Mobilya bölümünün tek kız öğrencisi: Kulağında kalem elinde çekiç, erkeklere taş çıkartıyor

A
A
A

Elazığ Mesleki ve Teknik Anadolu Lisesi mobilya ve iç tasarım alanının tek kız öğrencisi Elif Yaren Bağatur, kulağında kalem, elinde çekiç ile erkek yaşıtlarına taş çıkartıyor.

Elazığ Mesleki ve Teknik Anadolu Lisesi, verdiği eğitimleri birçok atölyede pratiğe dönüştürüyor. Fabrika gibi çalışan okulda mobilya ve iç tasarım ile metal teknolojisi alanında üretim yapılıyor. Bir yılda 7 milyon lira ciro yapılan okulda, aynı zamanda atölyelerde çalışan öğrenciler de döner sermayeden ücret veriliyor. Genelde erkek işi olarak özdeşleyen mobilya bölümde ise 10. sınıf öğrencisi 16 yaşındaki Elif Yaren Bağatur tek kız olarak göze çarpıyor. Kulağında kalem elinde çekiç ile mobilya üreten Bağatur, erkek akranlarına taş çıkartıyor. Tüm cihazları kullanmayı öğrenen Bağatur, yapamazdın diyenlere inat başarıyla çalışıyor.
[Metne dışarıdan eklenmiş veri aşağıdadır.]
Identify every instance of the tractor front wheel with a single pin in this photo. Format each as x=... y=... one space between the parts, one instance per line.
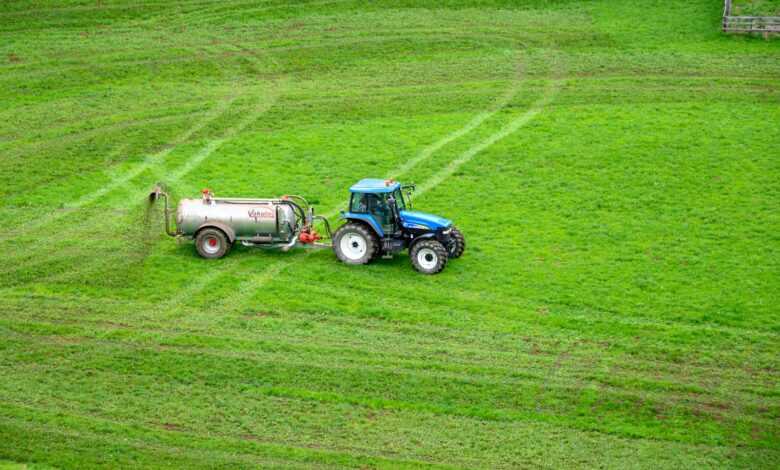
x=354 y=243
x=428 y=256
Mobilya bölümünün tek kız  öğrencisi: Kulağında kalem elinde çekiç, erkeklere taş çıkartıyorTek kız öğrenci olarak mobilya ve iç tasarım bölümünde çalıştığını dile getiren Elif Yaren Bağatur, “10.sınıfa gidiyorum. Bölümüme severek geldim. İlgim vardı ve gerçekten üretici bir bölüm olduğu için fabrika gibi çalışıyor ve bu benim çok hoşuma gidiyor. Aileme destekte bulunuyorum. Sonrasında yapılan dolapların başka dolaplara gitmesi ve bunda benimde emeğimin olması ayrıca bir güzel. Bizimde kullandığımız gibi başka arkadaşlarımın yıllarca kullanacağı eşyalar var. Bunlar çok hoşuma gidiyor. Öğretmenlerimde çok profesyonel, işini bilen insanlar ve onlardan çok iyi meslek öğrendiğimi düşünüyorum. Kısa sürede yapabileceğim ve alabileceğim her şeyi onlardan almaya çalışıyorum. Buranın devamında da üniversitede iç mimarlık okumayı düşünüyorum. Bölümümü çok seviyorum. Buraya severek geldim. Tek kızım, tek kız olmama rağmen herkesle eşit olduğumu hissedebiliyorum. Bu benim çok hoşuma gidiyor. Tekrardan hocalarıma çok teşekkür ediyorum. Buraya gelmemin sebebi de onlar. Onların bana sevdirmesidir” dedi.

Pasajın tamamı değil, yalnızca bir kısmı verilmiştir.